A concise defense
Cherry-picking Torah is a hobby of fundamentalist Christians, but Israel is not America's magical lucky charm. Rather, Israel is a festering injustice that only incubates fanaticism and terrorism. On the assumption that truth will set you free, consider this alternative to the voodoo exegesis that excuses seven decades of brutal colonial occupation in Palestine.
What scant archaeological evidence exists suggests ancient Israelites were just one of many tribes in Canaan. Their particular regional deity was Yahweh. And they were hardly monotheistic -- fertility goddesses were routinely incorporated into their idols and religious practices.
It must have worked. Stories of bloody smiting and conquest are a lot sexier, but Israelites eventually emerged as the dominant tribe through plain old fertility -- assimilation and population growth.
Of course, dominance only lasted as long as they were ignored. Whenever regional superpowers showed up, Jewish kingdoms quickly collapsed. Aristocrats were killed or taken away as hostages. When these exiles returned, they discovered left-behind peasants had "moved on up" -- and that's when Torah's creation myths were discovered in the nick of time to reassert the old pecking order. The aristocracy and hereditary priesthood were back in town, large and in charge. Uppity peasants were shuffled back to their fields of labor.
Funny thing about creation myths. Like Charlton Heston's exodus from Egypt. There's absolutely no archaeological evidence to back any of it up.
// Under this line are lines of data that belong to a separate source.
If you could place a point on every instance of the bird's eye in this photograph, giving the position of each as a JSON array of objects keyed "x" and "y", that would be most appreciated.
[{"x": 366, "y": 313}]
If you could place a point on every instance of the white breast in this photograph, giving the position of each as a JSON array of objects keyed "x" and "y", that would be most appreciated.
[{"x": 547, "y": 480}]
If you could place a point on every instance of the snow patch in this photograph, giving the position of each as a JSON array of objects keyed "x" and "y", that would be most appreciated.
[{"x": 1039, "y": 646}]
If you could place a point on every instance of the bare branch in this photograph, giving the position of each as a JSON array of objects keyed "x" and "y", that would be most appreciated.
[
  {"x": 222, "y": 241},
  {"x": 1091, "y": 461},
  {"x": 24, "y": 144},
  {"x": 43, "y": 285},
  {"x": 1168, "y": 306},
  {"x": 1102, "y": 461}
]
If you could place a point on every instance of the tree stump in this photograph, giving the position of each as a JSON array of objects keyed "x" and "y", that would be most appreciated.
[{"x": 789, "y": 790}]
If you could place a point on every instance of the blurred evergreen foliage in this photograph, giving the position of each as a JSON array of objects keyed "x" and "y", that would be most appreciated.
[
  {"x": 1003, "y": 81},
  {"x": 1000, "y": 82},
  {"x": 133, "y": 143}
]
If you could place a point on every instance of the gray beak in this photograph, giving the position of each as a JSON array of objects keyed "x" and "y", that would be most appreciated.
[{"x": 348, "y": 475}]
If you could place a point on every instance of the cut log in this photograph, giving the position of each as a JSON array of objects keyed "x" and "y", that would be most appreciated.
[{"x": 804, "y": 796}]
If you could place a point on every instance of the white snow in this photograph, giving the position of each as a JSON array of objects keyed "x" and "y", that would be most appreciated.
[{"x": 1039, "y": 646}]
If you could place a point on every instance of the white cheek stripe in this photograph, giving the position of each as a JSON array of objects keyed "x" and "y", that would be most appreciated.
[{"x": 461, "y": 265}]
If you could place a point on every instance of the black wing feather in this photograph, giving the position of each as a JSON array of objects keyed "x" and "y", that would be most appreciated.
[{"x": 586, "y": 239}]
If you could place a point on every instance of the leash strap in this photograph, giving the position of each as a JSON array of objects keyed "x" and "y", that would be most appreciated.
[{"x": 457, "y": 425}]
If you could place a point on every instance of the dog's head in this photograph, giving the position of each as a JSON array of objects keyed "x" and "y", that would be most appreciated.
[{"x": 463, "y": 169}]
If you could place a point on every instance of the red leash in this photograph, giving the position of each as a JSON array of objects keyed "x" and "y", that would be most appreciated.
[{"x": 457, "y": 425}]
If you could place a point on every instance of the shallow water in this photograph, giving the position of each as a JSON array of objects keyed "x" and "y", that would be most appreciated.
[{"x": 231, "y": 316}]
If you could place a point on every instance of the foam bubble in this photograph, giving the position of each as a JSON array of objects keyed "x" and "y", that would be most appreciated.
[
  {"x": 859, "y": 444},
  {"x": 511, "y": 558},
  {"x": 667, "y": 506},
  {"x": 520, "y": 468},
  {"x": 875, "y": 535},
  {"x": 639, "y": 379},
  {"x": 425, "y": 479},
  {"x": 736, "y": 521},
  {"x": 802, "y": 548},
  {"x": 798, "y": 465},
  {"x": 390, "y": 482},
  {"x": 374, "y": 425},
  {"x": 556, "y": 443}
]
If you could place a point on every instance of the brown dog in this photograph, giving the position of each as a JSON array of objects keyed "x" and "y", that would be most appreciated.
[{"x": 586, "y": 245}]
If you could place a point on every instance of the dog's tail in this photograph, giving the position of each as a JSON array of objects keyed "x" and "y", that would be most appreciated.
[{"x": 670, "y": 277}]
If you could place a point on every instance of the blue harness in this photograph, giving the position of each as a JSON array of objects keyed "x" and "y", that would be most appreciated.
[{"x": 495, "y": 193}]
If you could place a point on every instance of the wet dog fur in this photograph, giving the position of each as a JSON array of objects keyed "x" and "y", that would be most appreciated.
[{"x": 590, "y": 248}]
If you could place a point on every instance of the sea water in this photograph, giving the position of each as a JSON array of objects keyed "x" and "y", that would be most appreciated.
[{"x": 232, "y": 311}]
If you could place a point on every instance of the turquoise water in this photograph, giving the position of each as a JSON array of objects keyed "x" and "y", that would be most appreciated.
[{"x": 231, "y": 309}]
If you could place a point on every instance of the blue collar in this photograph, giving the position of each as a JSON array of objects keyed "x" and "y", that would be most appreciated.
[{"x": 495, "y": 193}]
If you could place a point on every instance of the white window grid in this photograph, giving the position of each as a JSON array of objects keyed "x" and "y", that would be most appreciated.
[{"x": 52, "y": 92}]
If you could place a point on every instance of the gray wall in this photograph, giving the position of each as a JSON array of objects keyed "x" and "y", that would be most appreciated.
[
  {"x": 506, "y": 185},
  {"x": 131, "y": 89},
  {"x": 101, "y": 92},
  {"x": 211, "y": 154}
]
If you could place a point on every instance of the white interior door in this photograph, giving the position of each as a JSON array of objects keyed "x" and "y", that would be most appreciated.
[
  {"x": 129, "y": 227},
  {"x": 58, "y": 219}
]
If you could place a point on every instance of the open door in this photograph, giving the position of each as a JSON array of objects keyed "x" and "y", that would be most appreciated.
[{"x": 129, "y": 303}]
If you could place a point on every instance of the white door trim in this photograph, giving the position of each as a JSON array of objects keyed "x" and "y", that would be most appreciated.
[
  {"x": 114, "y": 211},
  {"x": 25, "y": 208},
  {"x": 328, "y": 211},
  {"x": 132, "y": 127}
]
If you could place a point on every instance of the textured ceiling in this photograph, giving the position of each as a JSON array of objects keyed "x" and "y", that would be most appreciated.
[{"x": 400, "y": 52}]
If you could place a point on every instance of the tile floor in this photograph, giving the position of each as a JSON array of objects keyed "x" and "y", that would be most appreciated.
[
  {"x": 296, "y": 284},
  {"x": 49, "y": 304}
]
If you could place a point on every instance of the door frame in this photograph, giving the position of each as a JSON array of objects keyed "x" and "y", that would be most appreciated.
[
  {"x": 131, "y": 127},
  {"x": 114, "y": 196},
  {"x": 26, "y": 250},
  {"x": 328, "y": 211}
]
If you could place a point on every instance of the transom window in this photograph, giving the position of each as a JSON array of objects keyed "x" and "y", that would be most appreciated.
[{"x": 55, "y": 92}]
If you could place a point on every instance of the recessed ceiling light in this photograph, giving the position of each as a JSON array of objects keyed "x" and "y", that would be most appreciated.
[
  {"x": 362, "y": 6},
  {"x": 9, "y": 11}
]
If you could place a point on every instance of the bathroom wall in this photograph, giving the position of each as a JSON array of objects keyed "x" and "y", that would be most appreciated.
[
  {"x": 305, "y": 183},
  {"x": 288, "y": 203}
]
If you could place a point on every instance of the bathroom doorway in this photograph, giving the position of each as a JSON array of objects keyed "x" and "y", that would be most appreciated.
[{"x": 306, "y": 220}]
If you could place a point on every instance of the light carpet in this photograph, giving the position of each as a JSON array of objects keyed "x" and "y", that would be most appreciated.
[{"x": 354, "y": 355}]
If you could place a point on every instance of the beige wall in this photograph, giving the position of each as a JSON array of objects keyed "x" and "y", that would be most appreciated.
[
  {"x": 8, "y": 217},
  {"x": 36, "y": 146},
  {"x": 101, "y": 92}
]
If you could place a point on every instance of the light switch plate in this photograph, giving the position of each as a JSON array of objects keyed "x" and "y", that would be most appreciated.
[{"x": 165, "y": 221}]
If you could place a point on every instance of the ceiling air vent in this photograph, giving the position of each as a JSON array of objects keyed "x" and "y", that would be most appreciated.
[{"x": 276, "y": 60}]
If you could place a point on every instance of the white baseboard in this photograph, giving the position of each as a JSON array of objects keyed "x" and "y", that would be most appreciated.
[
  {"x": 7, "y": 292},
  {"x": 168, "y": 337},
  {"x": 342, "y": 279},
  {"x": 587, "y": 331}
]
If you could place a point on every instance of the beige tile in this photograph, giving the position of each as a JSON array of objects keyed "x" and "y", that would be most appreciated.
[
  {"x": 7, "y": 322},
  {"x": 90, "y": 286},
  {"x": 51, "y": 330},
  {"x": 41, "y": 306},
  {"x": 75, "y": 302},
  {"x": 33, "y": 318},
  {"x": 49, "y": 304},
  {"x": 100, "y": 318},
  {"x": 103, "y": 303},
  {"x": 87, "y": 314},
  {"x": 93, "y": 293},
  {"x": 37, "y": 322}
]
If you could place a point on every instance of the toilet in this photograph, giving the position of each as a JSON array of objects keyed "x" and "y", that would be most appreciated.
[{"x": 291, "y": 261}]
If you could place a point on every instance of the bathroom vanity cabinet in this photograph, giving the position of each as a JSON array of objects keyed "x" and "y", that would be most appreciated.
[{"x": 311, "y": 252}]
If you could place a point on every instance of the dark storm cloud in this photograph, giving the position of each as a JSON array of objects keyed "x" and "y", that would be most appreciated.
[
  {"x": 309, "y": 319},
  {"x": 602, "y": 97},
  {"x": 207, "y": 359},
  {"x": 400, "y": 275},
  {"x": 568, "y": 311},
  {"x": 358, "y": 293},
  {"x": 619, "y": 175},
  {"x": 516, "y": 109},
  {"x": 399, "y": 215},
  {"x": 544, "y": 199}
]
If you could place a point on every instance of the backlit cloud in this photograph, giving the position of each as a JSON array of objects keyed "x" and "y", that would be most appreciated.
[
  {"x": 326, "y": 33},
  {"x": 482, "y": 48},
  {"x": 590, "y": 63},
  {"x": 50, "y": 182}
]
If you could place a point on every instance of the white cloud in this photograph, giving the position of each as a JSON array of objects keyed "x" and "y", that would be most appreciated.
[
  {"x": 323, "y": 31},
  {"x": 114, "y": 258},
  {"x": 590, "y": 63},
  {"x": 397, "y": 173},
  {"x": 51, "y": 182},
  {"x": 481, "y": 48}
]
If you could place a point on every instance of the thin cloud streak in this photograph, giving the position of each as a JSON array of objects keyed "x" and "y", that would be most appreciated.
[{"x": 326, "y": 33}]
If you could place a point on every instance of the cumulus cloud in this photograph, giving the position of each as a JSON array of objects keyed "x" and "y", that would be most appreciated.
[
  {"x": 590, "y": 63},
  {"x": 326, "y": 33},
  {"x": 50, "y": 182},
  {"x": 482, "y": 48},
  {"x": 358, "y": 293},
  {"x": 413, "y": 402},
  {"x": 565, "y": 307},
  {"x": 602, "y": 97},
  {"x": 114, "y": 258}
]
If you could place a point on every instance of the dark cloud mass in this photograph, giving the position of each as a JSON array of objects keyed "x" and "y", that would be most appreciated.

It could have just as easily happened along the western coasts of Yemen and Arabia.
By the time an itinerant rabbi from Nazareth wandered onto the scene, more Jews were living outside of Palestine than in it. In other words, the infamous Diaspora had already happened. The "Holy" land, and especially Jerusalem, had already faded in importance. Only a few nationalistic zealots clung to the fantasy of an independent Jerusalem.
Apocalyptic preachery popularized the notion that the Roman Empire completely emptied Palestine in 70 A.D., leaving it desolate for the next thousand years. Modern historians revisiting logistical requirements for wholesale ethnic cleansing have concluded that theory is ludicrous. Major cities like Jerusalem were indeed devastated, but rural villages and farmlands were not.
Which means that today's Palestinians are direct descendants of those same Jews and pagans and pilgrims and assorted mystics who lived in Palestine while Jesus was among them. A few clung to their Judaism, but most became Christians and, later, Muslims.
Early Zionist thinkers were well aware of this. Yitzhak Ben Zvi, who became president of Israel, and David Ben Gurion, its first prime minister, both stated (long before 1948) that the peasants of Palestine were descendants of the inhabitants of ancient Judea.
So maybe Ilhan Omar and Rashida Tlaib are right after all. And maybe Jeanine Pirro really is a dangerous idiot. Read Gary Burge's book, "Jesus and the Land: The New Testament Challenge to 'Holy Land' Theology." But consider yourselves warned -- the bedrock of your fundamentalism is an illusion. It can turn to quicksand when exposed to truth.